Explore converting Rust code into WebAssembly using wasm-bindgen. Learn to create binding JavaScript files to manage data transfer between JavaScript and WebAssembly and understand how wasm-bindgen facilitates this process. Gain skills to generate, load, and run WebAssembly modules from Rust efficiently.

So far, we’ve seen simple examples. But how can we pass functions and classes from JavaScript into WebAssembly and vice versa? In order to do more advanced bindings, Rust provides us with wasm-bindgen. Let’s start with a “Hello World” example with wasm-bindgen.

Getting started with the project

  1. Create a new project with Cargo:

Shell
cargo new --lib hello_world

This will create a new Rust project with all the necessary files.

  1. Open the Cargo.toml file to add crate-type and add the wasm-bindgen dependency:

Rust 1.40.0
[package]
name = "hello_world"
version = "0.1.0"
authors = ["Educative"]
edition = "2018"
[lib]
crate-type = ["cdylib"]
[dependencies]
wasm-bindgen = "0.2.38"

We define the wasm-bindgen dependency under the [dependencies] (line 9).

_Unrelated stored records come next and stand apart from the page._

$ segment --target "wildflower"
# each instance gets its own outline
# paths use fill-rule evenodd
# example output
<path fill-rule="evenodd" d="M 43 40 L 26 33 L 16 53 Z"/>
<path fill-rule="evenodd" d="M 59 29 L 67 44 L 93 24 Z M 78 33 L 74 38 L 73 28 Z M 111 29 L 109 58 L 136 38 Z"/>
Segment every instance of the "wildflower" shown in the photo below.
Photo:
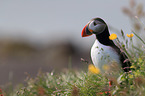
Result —
<path fill-rule="evenodd" d="M 109 70 L 109 66 L 107 64 L 103 65 L 104 70 Z"/>
<path fill-rule="evenodd" d="M 130 66 L 130 68 L 135 68 L 135 66 L 132 65 L 132 66 Z"/>
<path fill-rule="evenodd" d="M 110 36 L 109 36 L 109 39 L 110 40 L 114 40 L 114 39 L 116 39 L 117 38 L 117 35 L 116 34 L 111 34 Z"/>
<path fill-rule="evenodd" d="M 90 64 L 90 65 L 89 65 L 88 70 L 89 70 L 91 73 L 94 73 L 94 74 L 99 74 L 99 73 L 100 73 L 99 68 L 95 67 L 93 64 Z"/>
<path fill-rule="evenodd" d="M 129 37 L 129 38 L 131 38 L 131 37 L 134 36 L 134 34 L 133 34 L 133 33 L 131 33 L 131 34 L 126 34 L 126 36 Z"/>

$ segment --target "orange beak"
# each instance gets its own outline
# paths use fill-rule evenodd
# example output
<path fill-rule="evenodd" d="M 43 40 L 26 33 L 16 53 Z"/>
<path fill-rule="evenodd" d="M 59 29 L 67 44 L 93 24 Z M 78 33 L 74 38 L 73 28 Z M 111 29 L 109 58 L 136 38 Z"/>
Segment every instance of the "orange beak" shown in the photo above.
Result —
<path fill-rule="evenodd" d="M 82 36 L 82 37 L 88 37 L 88 36 L 90 36 L 90 35 L 92 35 L 92 32 L 90 32 L 90 31 L 88 30 L 88 24 L 87 24 L 87 25 L 83 28 L 81 36 Z"/>

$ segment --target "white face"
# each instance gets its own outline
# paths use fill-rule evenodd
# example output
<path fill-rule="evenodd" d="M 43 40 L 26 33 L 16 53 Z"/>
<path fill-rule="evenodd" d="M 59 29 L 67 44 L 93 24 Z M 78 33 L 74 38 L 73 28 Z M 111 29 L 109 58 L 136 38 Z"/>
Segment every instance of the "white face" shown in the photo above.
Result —
<path fill-rule="evenodd" d="M 103 32 L 106 28 L 106 24 L 98 21 L 98 20 L 93 20 L 89 23 L 88 29 L 90 31 L 93 31 L 95 34 L 99 34 Z"/>

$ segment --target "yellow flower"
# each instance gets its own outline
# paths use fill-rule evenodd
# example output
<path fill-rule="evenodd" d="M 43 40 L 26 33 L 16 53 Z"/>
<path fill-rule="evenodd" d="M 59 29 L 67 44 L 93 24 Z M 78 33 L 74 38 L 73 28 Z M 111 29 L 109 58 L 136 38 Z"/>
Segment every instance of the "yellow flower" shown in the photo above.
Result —
<path fill-rule="evenodd" d="M 109 70 L 109 66 L 107 65 L 107 64 L 105 64 L 105 65 L 103 65 L 103 67 L 102 67 L 104 70 Z"/>
<path fill-rule="evenodd" d="M 129 37 L 129 38 L 131 38 L 131 37 L 134 36 L 134 34 L 133 34 L 133 33 L 131 33 L 131 34 L 126 34 L 126 36 Z"/>
<path fill-rule="evenodd" d="M 94 73 L 94 74 L 99 74 L 99 73 L 100 73 L 99 68 L 95 67 L 93 64 L 90 64 L 90 65 L 89 65 L 88 70 L 89 70 L 91 73 Z"/>
<path fill-rule="evenodd" d="M 117 38 L 117 35 L 116 34 L 111 34 L 110 36 L 109 36 L 109 39 L 110 40 L 114 40 L 114 39 L 116 39 Z"/>

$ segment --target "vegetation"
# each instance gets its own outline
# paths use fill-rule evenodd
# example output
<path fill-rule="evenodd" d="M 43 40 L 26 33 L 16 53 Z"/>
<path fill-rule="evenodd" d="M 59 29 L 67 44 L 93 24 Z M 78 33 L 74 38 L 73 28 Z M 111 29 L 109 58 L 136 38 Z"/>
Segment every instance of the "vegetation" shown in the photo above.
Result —
<path fill-rule="evenodd" d="M 119 40 L 116 34 L 112 37 L 114 39 L 110 38 L 127 54 L 132 63 L 132 70 L 127 73 L 120 72 L 119 78 L 112 79 L 112 87 L 109 87 L 108 77 L 99 74 L 98 69 L 89 65 L 89 71 L 39 72 L 37 77 L 27 78 L 25 87 L 22 85 L 13 91 L 0 90 L 0 94 L 6 96 L 144 96 L 145 41 L 140 34 L 145 32 L 145 25 L 139 19 L 143 18 L 144 13 L 142 5 L 137 5 L 133 0 L 130 2 L 130 7 L 137 8 L 137 12 L 132 13 L 134 11 L 129 8 L 124 8 L 123 11 L 131 18 L 134 31 L 125 36 L 121 30 L 122 40 Z M 104 69 L 108 68 L 105 66 Z"/>

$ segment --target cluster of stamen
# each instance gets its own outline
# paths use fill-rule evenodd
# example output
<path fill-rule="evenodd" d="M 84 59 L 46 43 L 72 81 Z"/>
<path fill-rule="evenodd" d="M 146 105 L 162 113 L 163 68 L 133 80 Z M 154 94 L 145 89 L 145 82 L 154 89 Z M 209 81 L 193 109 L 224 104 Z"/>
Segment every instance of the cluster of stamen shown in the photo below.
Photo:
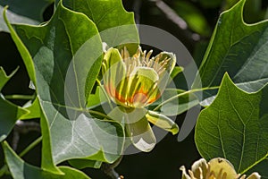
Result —
<path fill-rule="evenodd" d="M 138 66 L 153 68 L 160 76 L 166 70 L 166 65 L 171 61 L 171 58 L 165 57 L 159 62 L 163 55 L 160 54 L 160 55 L 150 58 L 152 54 L 153 50 L 150 50 L 147 54 L 147 50 L 142 51 L 141 47 L 138 47 L 136 54 L 131 57 L 126 47 L 121 49 L 121 56 L 127 67 L 127 76 L 130 76 L 131 72 Z"/>

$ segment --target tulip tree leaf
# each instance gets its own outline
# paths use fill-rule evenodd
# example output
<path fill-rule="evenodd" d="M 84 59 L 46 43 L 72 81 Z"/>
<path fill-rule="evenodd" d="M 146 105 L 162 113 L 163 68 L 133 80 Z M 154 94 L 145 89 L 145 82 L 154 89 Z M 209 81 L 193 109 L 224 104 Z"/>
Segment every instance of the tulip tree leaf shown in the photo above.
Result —
<path fill-rule="evenodd" d="M 268 156 L 268 86 L 255 93 L 239 89 L 226 74 L 214 101 L 196 125 L 201 156 L 224 158 L 245 173 Z M 256 171 L 258 172 L 258 171 Z"/>
<path fill-rule="evenodd" d="M 247 171 L 247 174 L 250 175 L 253 172 L 257 171 L 259 173 L 259 175 L 262 176 L 262 178 L 267 179 L 268 178 L 267 166 L 268 166 L 268 158 L 265 158 L 262 162 L 260 162 L 258 165 L 255 166 L 253 168 L 251 168 L 249 171 Z"/>
<path fill-rule="evenodd" d="M 29 111 L 29 114 L 23 115 L 21 120 L 40 118 L 40 105 L 38 98 L 36 98 L 33 101 L 30 101 L 29 106 L 23 106 L 23 108 Z"/>
<path fill-rule="evenodd" d="M 13 77 L 13 75 L 17 72 L 18 68 L 14 70 L 10 75 L 6 75 L 4 70 L 0 66 L 0 90 L 5 85 L 5 83 Z"/>
<path fill-rule="evenodd" d="M 6 141 L 3 142 L 2 146 L 5 156 L 5 161 L 14 179 L 89 179 L 89 177 L 81 171 L 70 166 L 59 166 L 64 173 L 64 175 L 62 175 L 42 170 L 41 168 L 25 163 L 19 156 L 17 156 Z"/>
<path fill-rule="evenodd" d="M 85 89 L 94 85 L 87 77 L 95 81 L 102 62 L 95 24 L 60 3 L 47 24 L 13 27 L 12 37 L 19 50 L 28 49 L 32 56 L 29 61 L 29 53 L 21 53 L 26 66 L 34 67 L 30 80 L 41 108 L 42 167 L 60 173 L 54 165 L 67 159 L 92 156 L 93 160 L 116 160 L 122 149 L 121 125 L 95 119 L 86 107 Z"/>
<path fill-rule="evenodd" d="M 245 2 L 221 14 L 199 69 L 202 81 L 196 80 L 194 87 L 201 82 L 203 87 L 219 86 L 225 72 L 247 92 L 268 82 L 268 21 L 246 24 L 242 18 Z"/>
<path fill-rule="evenodd" d="M 39 24 L 43 13 L 53 0 L 2 0 L 0 1 L 0 31 L 9 32 L 2 16 L 4 7 L 8 5 L 7 17 L 12 23 Z"/>
<path fill-rule="evenodd" d="M 12 78 L 17 70 L 10 75 L 0 67 L 0 90 L 4 84 Z M 4 140 L 13 128 L 16 121 L 28 113 L 27 110 L 7 101 L 0 93 L 0 141 Z"/>
<path fill-rule="evenodd" d="M 126 12 L 121 1 L 63 0 L 63 4 L 73 11 L 85 13 L 92 20 L 101 32 L 102 40 L 108 46 L 128 44 L 130 55 L 136 53 L 139 39 L 134 13 Z"/>

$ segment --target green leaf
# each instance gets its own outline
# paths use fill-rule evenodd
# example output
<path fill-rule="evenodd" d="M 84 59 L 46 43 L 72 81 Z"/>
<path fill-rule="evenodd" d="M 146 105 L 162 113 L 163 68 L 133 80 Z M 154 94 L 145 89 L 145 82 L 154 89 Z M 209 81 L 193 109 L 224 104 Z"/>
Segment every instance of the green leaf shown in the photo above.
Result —
<path fill-rule="evenodd" d="M 71 159 L 68 160 L 68 162 L 71 166 L 78 169 L 83 169 L 86 167 L 100 168 L 102 165 L 101 161 L 90 160 L 87 158 Z"/>
<path fill-rule="evenodd" d="M 25 163 L 20 157 L 11 149 L 6 141 L 2 143 L 5 161 L 9 170 L 14 179 L 89 179 L 84 173 L 70 166 L 59 166 L 64 175 L 59 175 L 42 170 L 37 166 Z"/>
<path fill-rule="evenodd" d="M 210 2 L 215 2 L 215 0 Z M 188 2 L 176 2 L 174 10 L 186 21 L 189 29 L 193 31 L 202 36 L 209 36 L 211 34 L 211 29 L 204 14 L 192 4 Z"/>
<path fill-rule="evenodd" d="M 146 117 L 150 123 L 154 124 L 154 125 L 171 132 L 173 135 L 179 132 L 177 124 L 163 115 L 148 110 Z"/>
<path fill-rule="evenodd" d="M 43 20 L 46 8 L 53 0 L 2 0 L 0 1 L 0 14 L 3 14 L 4 7 L 8 5 L 7 17 L 12 23 L 39 24 Z M 10 32 L 3 16 L 0 15 L 0 31 Z"/>
<path fill-rule="evenodd" d="M 100 160 L 116 160 L 122 149 L 122 127 L 117 122 L 93 118 L 86 107 L 86 89 L 91 91 L 102 63 L 102 43 L 95 24 L 60 4 L 47 24 L 14 28 L 32 56 L 31 80 L 36 81 L 42 110 L 42 167 L 57 172 L 53 164 L 98 152 L 103 153 Z M 20 41 L 15 32 L 13 38 Z"/>
<path fill-rule="evenodd" d="M 5 83 L 13 76 L 13 74 L 18 71 L 19 68 L 14 70 L 10 75 L 6 75 L 4 70 L 0 66 L 0 91 Z"/>
<path fill-rule="evenodd" d="M 268 82 L 268 21 L 243 21 L 245 0 L 221 14 L 193 87 L 219 86 L 225 72 L 236 84 L 256 91 Z M 202 82 L 202 83 L 201 83 Z M 216 91 L 206 94 L 213 96 Z"/>
<path fill-rule="evenodd" d="M 97 86 L 95 94 L 90 94 L 88 98 L 88 107 L 95 107 L 100 104 L 107 102 L 105 91 L 103 90 L 103 87 Z"/>
<path fill-rule="evenodd" d="M 4 84 L 17 72 L 14 70 L 10 75 L 0 67 L 0 91 Z M 0 141 L 4 140 L 13 128 L 16 121 L 28 114 L 27 110 L 7 101 L 0 93 Z"/>
<path fill-rule="evenodd" d="M 38 98 L 36 98 L 33 101 L 29 101 L 24 105 L 23 108 L 29 111 L 29 114 L 23 115 L 23 117 L 21 117 L 21 120 L 40 118 L 40 104 Z"/>
<path fill-rule="evenodd" d="M 268 158 L 265 158 L 260 163 L 258 163 L 257 165 L 255 165 L 249 171 L 247 171 L 247 174 L 250 175 L 255 171 L 258 171 L 259 175 L 262 176 L 263 179 L 268 179 L 267 166 L 268 166 Z"/>
<path fill-rule="evenodd" d="M 166 89 L 153 106 L 157 105 L 154 110 L 160 109 L 162 115 L 172 116 L 180 115 L 198 104 L 199 100 L 193 93 L 178 89 Z"/>
<path fill-rule="evenodd" d="M 245 173 L 268 156 L 268 86 L 247 93 L 226 74 L 214 101 L 196 125 L 195 141 L 206 159 L 222 157 Z M 258 171 L 256 171 L 258 172 Z"/>
<path fill-rule="evenodd" d="M 136 53 L 139 39 L 134 13 L 126 12 L 121 0 L 63 0 L 63 4 L 92 20 L 109 47 L 128 44 L 130 54 Z"/>

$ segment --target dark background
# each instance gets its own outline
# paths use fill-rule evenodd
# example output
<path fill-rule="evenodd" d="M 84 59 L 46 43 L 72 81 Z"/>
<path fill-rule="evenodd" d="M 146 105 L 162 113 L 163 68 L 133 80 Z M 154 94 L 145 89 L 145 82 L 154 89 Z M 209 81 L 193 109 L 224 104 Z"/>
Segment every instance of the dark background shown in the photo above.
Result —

  1. Open the src/lib.rs file and replace the contents with the following:

C++
use wasm_bindgen::prelude::*;
#[wasm_bindgen]
pub fn hello_world() -> String {
"Hello World".to_string()
}

We import the wasm_bindgen library using use wasm_bingen::prelude::* (line 1) and then annotate the function with #[wasm_bindgen] (line 2). The hello function returns String (line 4).

To generate the WebAssembly module, we’ll first run the following command:

Shell
cargo build --target=wasm32-unknown-unknown

This will generate the WebAssembly module. But this module cannot run by itself. WebAssembly only supports passing numbers between the native code and JavaScript. But we’re returning a String ...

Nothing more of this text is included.